In fairness, I should state that I don’t know a lot about African food. But, this book didn’t do that much to enlighten me. Considering the context in which this book was being introduced – the hoopla about how Marcus Samuelsson was introducing African food to the culinary world – the introductions and explanatory text seemed a little thin to me. The recipes themselves were also a bit cursory for a fumbling cook such as yours truly. There was not as much explanation as I wanted regarding how things should turn out, or what to do if things start to go awry. More frustrating to me, though, was the failure to explain the dishes – I would have loved to have found out more about the social meaning of a dish, or what defines success for that particular dish.
Take the Snapper Wrapped in Banana Leaves, which sounded lovely – a West African layered dish of rice in coconut milk and chicken stock, topped with plaintains and snapper nestled in banana leaves with garlic, chili and lemon. But, there was almost no explanatory text. Also, the rice did not cook evenly and the fish parcels barely fit into my dutch oven. I think maybe this dish needs to be made with an extra large dutch oven, not the type that most people have in their kitchen. I also thought the flavors were a little too unbalanced and aggressive. Mr. Addict liked the rice but didn’t like the dish as a whole.
The Ethiopian Stir-Fried Beef Stew was delicious, but I didn’t follow the recipe. The recipes instructs you to stir-fry the ingredients only briefly, and tells you to add the liquid just one minute before taking off of the flame. At that point, the stew did not look anything like the picture or the beef stews I have eaten at Ethiopian restaurants. Also, it would not have worked well on the injera (spongy Ethiopan flat bread) while so liquidy.
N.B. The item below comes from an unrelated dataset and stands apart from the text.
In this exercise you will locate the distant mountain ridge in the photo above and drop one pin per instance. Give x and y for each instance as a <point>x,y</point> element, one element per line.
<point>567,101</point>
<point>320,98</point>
So, I pulled out every last morsel of meat and cooked the liquid down a bit, in defiance of the instructions. As doctored, Mr. Addict loved it.
I had mixed feelings about the injera recipe too. Injera is traditionally made with a sourdough starter, and takes several days to prepare. In this version, baking soda replaces the starter and a little yogurt is added to give it the characteristic tang. I thought it tasted more like a slightly springy savory crepe than injera. But, it did go nicely with the beef, and made preparing a complete semi-Ethiopian meal on a weeknight feasible. It did make me wonder, though, what type of injera Samuelsson is serving in his new restaurant, Merkato 55.
The Cumin Braai Bread, a simple yeasted loaf flecked with cumin and enriched with a spiced butter, was the only recipe that went completely smoothly. This was one where I didn’t need his guidance to understand the desired texture or flavor profiles. I thought it was a little plain, but Mr. Addict liked it a lot.
My favorite parts of this cookbook were the rare portions here and there in which he did provide some background - like explaining that foie gras originated in Egypt and that the fattening of geese is depicted in hieroglyphics.
But, overall, this cookbook felt a little like a travelogue. And the scope was, well, a bit untenable for someone who has not spent their life researching the subject. I didn’t understand, at all, the decision to include Middle Eastern dishes and Jamaican dishes, or to provide any meaningful background on the culinary philosophy behind African cuisines. I guess in some ways the scope of the book isn’t really that different than, say, certain all-in-one cookbooks about Jewish food all over the world. But, the really good ones provide tons of context, back story, and authoritative stances on at least some pocket of the cuisine. That was missing here.
Have any of you been to Merkato 55? If you have, please let me know what you thought!